Лежать на нем для меня слишком уж некомфортно. Я отталкиваюсь от его плеч и сажусь. И вижу, как вспыхивают удовольствием его глаза. И смущаюсь еще сильнее: я без одежды… на нем… верхом… А он рассматривает мою грудь, мой живот… меня всю! Свожу локти, пытаясь прикрыться, и закрываю ладонями лицо. Нет, я не могу так, я не готова!

Он легко сдвигает меня себе на бедра и садится, обнимая меня за спину.

— Слишком сложно решиться, да, Роззи? — мягко шепчет на ушко. — Проще быть связанной жертвой и вообще ничего не решать? Ну, хорошо, давай попробуем вместе, — он осторожно отнимает мои руки от лица и перекладывает себе на плечи. Успокаивающе поглаживает меня по спине. — Вот так. Это просто приятно и совсем не страшно, верно?

Киваю. Немного нервно, но все-таки киваю. И обнимаю его крепче, чтобы спрятать лицо у него на плече.

— Трусишка, — он мягко целует меня в шейку, цепочкой поцелуев переходит к плечу. Я чуть вздрагиваю, мгновенно покрываясь мурашками. — Такая чувственная, а чувствовать боишься. Ну ка, давай, посмотри на меня.

Чуть отстраняюсь — только чуть, дальше он не пускает — и смотрю: синие, нет, васильковые глаза лукаво поблескивают сквозь длинную спутанную челку, рельефные губы чуть подрагивают, сдерживая усмешку…

— Поправь мне волосы, — просит это чудовище.

— Что?

— Челку. Разве тебе не хочется ее поправить? Убрать с лица, освободить мой лоб, дать возможность глядеть на тебя не сквозь завесу волос… Самой взглянуть мне прямо в глаза…

— Я бы взглянула, — не могу спорить с очевидным. — Только ведь это не те глаза, — а рука все-таки тянется к волосам. Он прав, мне хотелось, только я не решалась. А эта челка прямо-таки создана для того, чтобы убирать ее с глаз. Да, для этого она и создана. В прямом смысле.
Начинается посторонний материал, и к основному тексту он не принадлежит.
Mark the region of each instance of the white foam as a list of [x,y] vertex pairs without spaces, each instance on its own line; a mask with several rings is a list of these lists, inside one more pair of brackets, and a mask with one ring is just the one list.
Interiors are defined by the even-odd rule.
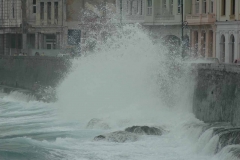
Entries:
[[97,46],[102,50],[74,61],[57,89],[62,117],[86,123],[100,118],[112,125],[175,125],[189,117],[192,83],[176,67],[181,59],[169,60],[166,47],[152,43],[138,26],[117,32]]

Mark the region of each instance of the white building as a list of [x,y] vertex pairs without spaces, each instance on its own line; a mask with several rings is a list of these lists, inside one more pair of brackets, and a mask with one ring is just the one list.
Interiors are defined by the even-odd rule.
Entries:
[[219,0],[217,3],[216,56],[224,63],[240,58],[240,1]]

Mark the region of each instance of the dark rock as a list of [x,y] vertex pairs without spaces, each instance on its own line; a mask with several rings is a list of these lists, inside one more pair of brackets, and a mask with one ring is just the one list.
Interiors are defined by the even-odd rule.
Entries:
[[110,129],[109,125],[98,118],[91,119],[86,128],[88,129]]
[[106,140],[109,142],[135,142],[138,140],[138,135],[126,131],[116,131],[104,135],[99,135],[94,138],[95,141]]
[[227,145],[240,144],[240,128],[220,129],[218,131],[215,131],[215,134],[218,134],[219,136],[217,152],[219,152]]
[[126,128],[125,131],[140,135],[159,135],[159,136],[161,136],[165,132],[165,130],[162,128],[148,126],[132,126]]
[[95,141],[99,141],[99,140],[103,140],[103,139],[106,139],[106,136],[99,135],[99,136],[94,138]]

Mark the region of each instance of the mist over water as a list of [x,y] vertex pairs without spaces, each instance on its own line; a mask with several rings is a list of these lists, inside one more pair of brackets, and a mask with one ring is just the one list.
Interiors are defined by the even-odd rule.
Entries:
[[[218,135],[192,114],[189,73],[181,57],[153,43],[138,25],[126,25],[74,60],[57,102],[0,94],[0,159],[236,160],[231,152],[239,146],[216,154]],[[86,128],[93,118],[110,129]],[[93,140],[132,125],[166,133],[125,143]]]
[[74,61],[59,86],[62,116],[85,123],[101,118],[113,125],[160,125],[175,124],[190,112],[192,84],[181,58],[171,58],[138,25],[120,28],[96,48]]

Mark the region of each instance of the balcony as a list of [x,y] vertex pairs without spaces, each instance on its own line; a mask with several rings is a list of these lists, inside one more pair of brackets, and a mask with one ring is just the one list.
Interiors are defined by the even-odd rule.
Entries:
[[155,12],[154,18],[160,21],[161,20],[168,21],[168,20],[174,20],[175,16],[173,15],[172,8],[170,10],[168,10],[167,8],[159,8],[157,9],[157,12]]
[[234,14],[229,15],[229,19],[230,19],[230,20],[235,20],[235,15],[234,15]]
[[186,16],[189,25],[212,24],[216,21],[215,14],[190,14]]
[[164,15],[157,14],[157,15],[155,15],[156,20],[174,20],[174,18],[175,17],[172,14],[164,14]]

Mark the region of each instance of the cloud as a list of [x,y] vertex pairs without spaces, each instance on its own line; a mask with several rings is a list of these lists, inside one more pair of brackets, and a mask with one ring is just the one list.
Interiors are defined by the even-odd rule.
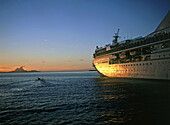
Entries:
[[12,69],[13,67],[8,67],[8,66],[0,66],[0,69]]
[[46,61],[42,61],[42,63],[46,63]]
[[0,71],[11,71],[11,70],[14,70],[15,68],[17,68],[17,66],[0,66]]
[[43,41],[44,41],[44,42],[48,42],[48,40],[46,40],[46,39],[44,39]]
[[80,61],[84,61],[84,59],[80,59]]
[[[1,69],[13,69],[16,67],[18,67],[18,65],[2,65],[2,66],[0,66]],[[25,66],[22,66],[22,67],[25,67]]]

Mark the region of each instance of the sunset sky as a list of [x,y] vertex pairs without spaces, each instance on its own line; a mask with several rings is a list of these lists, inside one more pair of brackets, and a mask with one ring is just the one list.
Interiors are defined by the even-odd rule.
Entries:
[[92,69],[96,46],[153,32],[169,0],[0,0],[0,72]]

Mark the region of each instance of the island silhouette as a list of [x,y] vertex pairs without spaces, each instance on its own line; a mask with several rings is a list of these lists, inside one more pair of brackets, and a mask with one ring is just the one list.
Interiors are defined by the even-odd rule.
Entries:
[[30,70],[30,71],[27,71],[23,68],[24,66],[21,66],[21,67],[17,67],[14,71],[11,71],[11,72],[39,72],[37,70]]

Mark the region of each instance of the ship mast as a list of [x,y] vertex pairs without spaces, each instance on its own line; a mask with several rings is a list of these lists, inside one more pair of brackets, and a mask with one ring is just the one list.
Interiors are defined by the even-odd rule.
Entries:
[[117,33],[114,33],[115,35],[114,35],[113,37],[114,37],[115,39],[113,40],[113,44],[117,43],[117,40],[118,40],[118,38],[119,38],[119,30],[120,30],[120,29],[117,30]]

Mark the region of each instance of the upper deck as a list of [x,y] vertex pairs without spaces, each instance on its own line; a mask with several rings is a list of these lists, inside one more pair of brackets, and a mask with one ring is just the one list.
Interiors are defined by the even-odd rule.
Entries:
[[[118,30],[119,32],[119,30]],[[170,11],[158,25],[156,30],[145,36],[145,37],[138,37],[135,39],[124,40],[122,42],[117,42],[118,33],[115,33],[115,40],[113,40],[113,44],[106,45],[105,47],[96,47],[95,53],[93,57],[101,57],[106,56],[114,53],[122,53],[125,51],[130,51],[133,49],[145,49],[146,51],[151,51],[158,46],[162,46],[161,48],[169,48],[170,42]],[[161,43],[161,44],[160,44]],[[147,48],[148,46],[148,48]]]
[[116,45],[108,45],[104,48],[96,49],[94,53],[94,58],[107,54],[151,46],[166,41],[170,41],[170,29],[161,33],[159,32],[157,34],[151,34],[150,36],[144,38],[136,40],[125,40],[123,42],[117,43]]

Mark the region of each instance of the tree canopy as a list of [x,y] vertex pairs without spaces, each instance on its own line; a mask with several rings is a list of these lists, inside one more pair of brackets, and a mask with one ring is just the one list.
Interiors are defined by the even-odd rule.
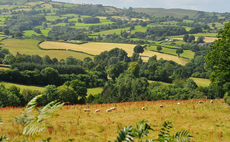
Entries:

— И чем же глаза не те? Тебе не нравится насыщенный синий цвет? Любишь прозрачно-голубые?

— Нет, я люблю смотреть в глаза того, с кем говорю. А сейчас у меня чувство, что я говорю с маской. С куклой, которую мне подсунули вместо настоящего человека.

— А ты привереда, Роззи, — и губы его легко растягиваются в обаятельнейшей улыбке. — А как же: «Глаза — зеркало души»? Разве в моих глазах ты не видишь душу?

— А у тебя она есть?

— А что же тогда у меня есть? Что является мной, если это не тело?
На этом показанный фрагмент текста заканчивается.